Vice President Kamala Harris managed to become the presumptive Democratic nominee in record time after President Biden was forced to drop out of the race, and now, with breathless speed, she is dramatically reversing positions that she once claimed were strongly held when she last ran for president. Whether these new positions last longer than the old ones is something voters won’t know until after the election.
When Harris entered the Senate in 2017, it was the heyday of anti-Trump resistance on the left. With the aging socialist Senator Bernie Sanders having given eventual loser Hillary Clinton a run for her money in the prior year’s primaries, there was a growing belief that the next Democratic nominee would have to appeal to his movement. As a freshman senator with presidential aspirations and with a prosecutor image that alienated some on the left, Harris wasn’t going to miss a beat. In a short period of time, she racked up a voting record that ranked her as the most progressive U.S. senator.
Harris was one of 16 co-sponsors of Sanders’s socialized health-care plan branded as “Medicare for All,” which would have cost $34 trillion over a decade, according to the left-wing Urban Institute. It would also have necessitated kicking about 180 million people off their private insurance plans. She also signed on to the Senate version of Representative Alexandria Ocasio-Cortez’s radical Green New Deal.
In 2019, as the Democratic primaries took off, there was fierce competition to the left of Joe Biden.
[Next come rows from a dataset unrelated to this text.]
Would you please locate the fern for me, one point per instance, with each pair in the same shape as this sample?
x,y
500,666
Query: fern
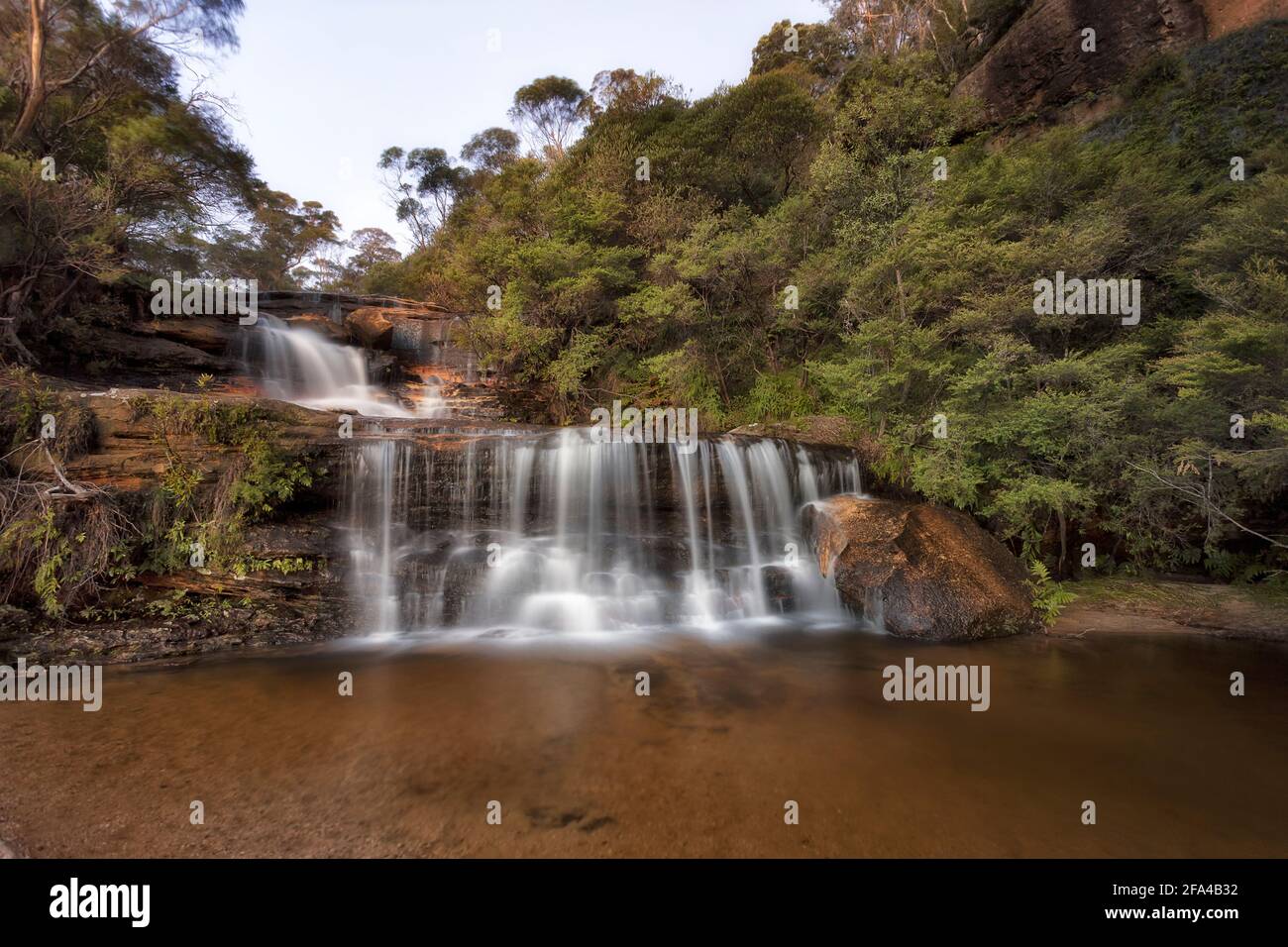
x,y
1048,596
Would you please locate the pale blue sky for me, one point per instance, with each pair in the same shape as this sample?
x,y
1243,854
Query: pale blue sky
x,y
322,86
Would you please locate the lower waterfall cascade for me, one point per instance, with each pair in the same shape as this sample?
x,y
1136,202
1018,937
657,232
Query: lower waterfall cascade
x,y
520,531
557,532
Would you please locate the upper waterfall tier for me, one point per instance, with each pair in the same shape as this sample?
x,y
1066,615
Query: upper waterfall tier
x,y
305,368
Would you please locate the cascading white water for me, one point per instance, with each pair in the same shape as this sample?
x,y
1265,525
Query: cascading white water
x,y
529,534
303,367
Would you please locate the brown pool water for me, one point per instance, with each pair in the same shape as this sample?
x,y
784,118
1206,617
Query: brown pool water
x,y
581,766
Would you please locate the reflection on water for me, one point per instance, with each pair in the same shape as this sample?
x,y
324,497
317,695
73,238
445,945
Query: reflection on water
x,y
1142,725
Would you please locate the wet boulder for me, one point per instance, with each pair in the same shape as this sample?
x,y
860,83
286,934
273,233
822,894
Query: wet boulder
x,y
370,328
932,573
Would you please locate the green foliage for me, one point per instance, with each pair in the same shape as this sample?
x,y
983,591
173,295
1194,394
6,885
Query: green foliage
x,y
1048,596
914,292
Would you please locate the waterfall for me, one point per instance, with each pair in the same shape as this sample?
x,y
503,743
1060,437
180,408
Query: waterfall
x,y
305,368
555,532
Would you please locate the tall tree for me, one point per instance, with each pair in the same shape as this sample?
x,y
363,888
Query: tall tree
x,y
60,52
550,110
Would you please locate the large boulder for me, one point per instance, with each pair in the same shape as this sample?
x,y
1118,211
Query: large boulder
x,y
1039,62
370,328
930,573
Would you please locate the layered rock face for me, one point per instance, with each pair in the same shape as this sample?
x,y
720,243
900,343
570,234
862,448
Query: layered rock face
x,y
922,570
1041,63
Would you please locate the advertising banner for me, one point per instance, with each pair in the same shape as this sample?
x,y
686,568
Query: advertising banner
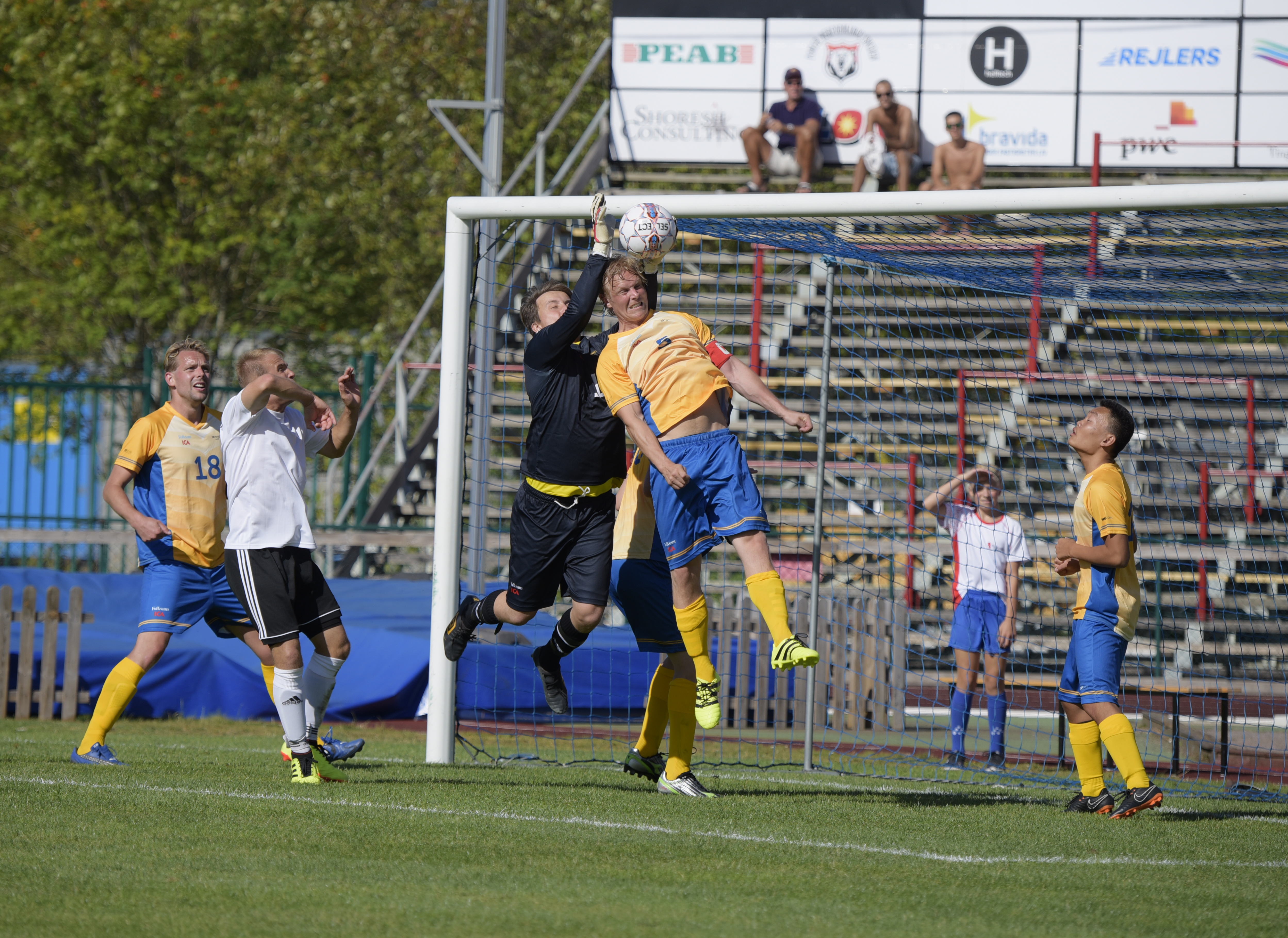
x,y
846,55
1265,56
1006,10
848,114
1264,119
1160,56
688,53
1015,129
1015,56
1147,127
670,126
Harris dug into her support for banning private insurance before (unconvincingly) trying to take it back. She called for banning fracking and offshore drilling. She said those who crossed the border illegally shouldn’t be treated as criminals and called for getting rid of ICE and starting from scratch. She advocated banning AR-15s and confiscating them (under the euphemism “mandatory buybacks”).
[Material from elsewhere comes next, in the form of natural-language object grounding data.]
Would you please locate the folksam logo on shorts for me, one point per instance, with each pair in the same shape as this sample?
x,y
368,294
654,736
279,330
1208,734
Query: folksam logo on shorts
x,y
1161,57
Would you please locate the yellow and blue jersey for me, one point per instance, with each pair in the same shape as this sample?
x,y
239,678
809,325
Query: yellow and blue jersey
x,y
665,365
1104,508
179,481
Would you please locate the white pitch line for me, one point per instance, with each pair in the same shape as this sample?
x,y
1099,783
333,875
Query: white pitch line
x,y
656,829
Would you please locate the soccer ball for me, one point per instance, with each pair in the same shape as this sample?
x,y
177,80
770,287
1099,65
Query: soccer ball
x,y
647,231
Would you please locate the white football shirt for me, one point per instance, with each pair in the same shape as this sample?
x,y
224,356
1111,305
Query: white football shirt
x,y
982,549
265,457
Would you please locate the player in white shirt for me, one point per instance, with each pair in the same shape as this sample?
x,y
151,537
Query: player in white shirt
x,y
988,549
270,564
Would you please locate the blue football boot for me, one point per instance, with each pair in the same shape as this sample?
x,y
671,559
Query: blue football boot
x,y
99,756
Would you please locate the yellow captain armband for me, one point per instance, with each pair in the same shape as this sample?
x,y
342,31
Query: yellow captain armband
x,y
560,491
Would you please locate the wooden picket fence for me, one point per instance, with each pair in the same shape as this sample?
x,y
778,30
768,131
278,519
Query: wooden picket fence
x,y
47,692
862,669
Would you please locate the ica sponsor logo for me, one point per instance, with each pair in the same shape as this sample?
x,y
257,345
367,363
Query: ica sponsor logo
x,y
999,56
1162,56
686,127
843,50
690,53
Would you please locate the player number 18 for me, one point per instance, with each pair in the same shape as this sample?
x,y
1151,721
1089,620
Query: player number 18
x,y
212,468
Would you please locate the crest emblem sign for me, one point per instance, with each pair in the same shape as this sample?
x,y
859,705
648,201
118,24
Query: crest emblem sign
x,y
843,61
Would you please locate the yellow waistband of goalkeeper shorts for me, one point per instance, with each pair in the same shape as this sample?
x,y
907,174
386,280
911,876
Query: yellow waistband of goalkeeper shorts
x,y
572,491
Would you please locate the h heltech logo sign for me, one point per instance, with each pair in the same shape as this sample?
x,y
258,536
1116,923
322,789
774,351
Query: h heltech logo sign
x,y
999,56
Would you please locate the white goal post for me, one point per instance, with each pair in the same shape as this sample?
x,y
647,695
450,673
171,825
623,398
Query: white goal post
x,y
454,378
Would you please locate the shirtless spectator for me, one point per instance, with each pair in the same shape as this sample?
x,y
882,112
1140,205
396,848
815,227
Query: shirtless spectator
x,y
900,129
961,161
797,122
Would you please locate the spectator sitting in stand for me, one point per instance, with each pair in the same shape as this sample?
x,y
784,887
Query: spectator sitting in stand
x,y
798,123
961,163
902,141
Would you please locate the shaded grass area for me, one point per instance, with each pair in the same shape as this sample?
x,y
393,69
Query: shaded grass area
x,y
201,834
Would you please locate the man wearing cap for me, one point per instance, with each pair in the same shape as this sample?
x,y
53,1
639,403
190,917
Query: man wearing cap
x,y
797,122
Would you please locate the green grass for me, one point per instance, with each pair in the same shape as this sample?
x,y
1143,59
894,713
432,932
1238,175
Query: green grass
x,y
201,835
What were once seen as necessary stances to woo a rabid progressive base in the 2020 primaries are now general-election liabilities. And so, for about 100 more days, Harris wants to be unburdened by what has been.
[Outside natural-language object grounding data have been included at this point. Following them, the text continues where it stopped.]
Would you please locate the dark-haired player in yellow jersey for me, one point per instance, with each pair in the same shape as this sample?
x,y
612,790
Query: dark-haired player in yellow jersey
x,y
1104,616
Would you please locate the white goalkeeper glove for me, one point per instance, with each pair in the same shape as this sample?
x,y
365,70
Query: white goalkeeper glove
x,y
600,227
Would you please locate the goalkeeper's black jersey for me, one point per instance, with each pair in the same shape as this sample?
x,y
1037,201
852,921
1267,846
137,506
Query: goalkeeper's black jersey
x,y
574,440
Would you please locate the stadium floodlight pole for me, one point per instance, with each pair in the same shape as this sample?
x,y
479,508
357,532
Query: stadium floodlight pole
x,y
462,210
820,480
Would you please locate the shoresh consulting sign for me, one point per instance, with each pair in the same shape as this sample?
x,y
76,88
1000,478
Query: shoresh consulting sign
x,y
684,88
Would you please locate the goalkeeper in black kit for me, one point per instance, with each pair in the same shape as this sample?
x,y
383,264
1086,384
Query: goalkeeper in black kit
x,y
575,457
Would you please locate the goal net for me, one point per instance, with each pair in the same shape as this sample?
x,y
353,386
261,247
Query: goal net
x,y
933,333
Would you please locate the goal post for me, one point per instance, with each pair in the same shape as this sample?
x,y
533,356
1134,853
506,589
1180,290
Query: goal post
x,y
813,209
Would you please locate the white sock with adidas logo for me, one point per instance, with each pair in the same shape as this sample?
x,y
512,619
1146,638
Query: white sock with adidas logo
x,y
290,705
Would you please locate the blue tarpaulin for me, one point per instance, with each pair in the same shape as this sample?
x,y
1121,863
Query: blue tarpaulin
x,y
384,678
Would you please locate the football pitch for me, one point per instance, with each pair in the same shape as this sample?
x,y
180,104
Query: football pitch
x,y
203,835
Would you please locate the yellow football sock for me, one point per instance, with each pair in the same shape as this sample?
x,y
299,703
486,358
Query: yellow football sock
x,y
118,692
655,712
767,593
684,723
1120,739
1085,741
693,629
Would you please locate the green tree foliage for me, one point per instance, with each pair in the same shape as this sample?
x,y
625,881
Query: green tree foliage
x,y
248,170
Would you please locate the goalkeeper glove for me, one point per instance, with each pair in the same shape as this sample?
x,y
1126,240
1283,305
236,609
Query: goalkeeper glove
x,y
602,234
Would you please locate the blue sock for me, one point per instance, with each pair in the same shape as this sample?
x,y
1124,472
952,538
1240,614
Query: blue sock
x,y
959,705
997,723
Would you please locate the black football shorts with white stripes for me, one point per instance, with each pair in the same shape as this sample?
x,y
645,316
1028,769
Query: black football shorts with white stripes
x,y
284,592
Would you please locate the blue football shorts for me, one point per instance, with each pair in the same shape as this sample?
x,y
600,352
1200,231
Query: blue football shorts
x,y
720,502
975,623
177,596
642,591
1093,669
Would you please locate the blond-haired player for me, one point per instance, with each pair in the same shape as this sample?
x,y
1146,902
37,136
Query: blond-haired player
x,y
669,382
The New York Times reports, “In addition to changing her position on fracking, campaign officials said she now backed the Biden administration’s budget requests for increased funding for border enforcement; no longer supported a single-payer health insurance program; and echoed Mr. Biden’s call for banning assault weapons but not a requirement to sell them to the federal government.” This is an implicit acknowledgement that Biden’s unpopular presidency is still less politically radioactive than Harris’s even more left-wing 2019 platform.
There are two advantages Harris has that could help her pull off these extraordinary flip-flops. One is that she was able to essentially secure the Democratic nomination by acclamation, and so she will get a free pass from within her party. Had she been in a protracted primary fight, she would have to weigh the risk of blowback against any attempts to move to the center. The second issue is that the press has shown itself to be embarrassingly in the tank for Harris, and it is unlikely she will be subject to as much scrutiny for the reversals as a standard candidate.
On the other hand, there are so many video clips of her stating her prior stances in such an unequivocal way (for instance, “There’s no question I’m in favor of banning fracking”) that her prior positions will be easy to cut into ads and plaster all over the airwaves — as Donald Trump and Republicans are already doing. Furthermore, it will be harder for her to pose as moderate when she is still taking some of the extreme positions she staked out in 2019, such as her endorsement of Court-packing just this week (by way of imposing term limits that would disproportionately apply to conservative justices).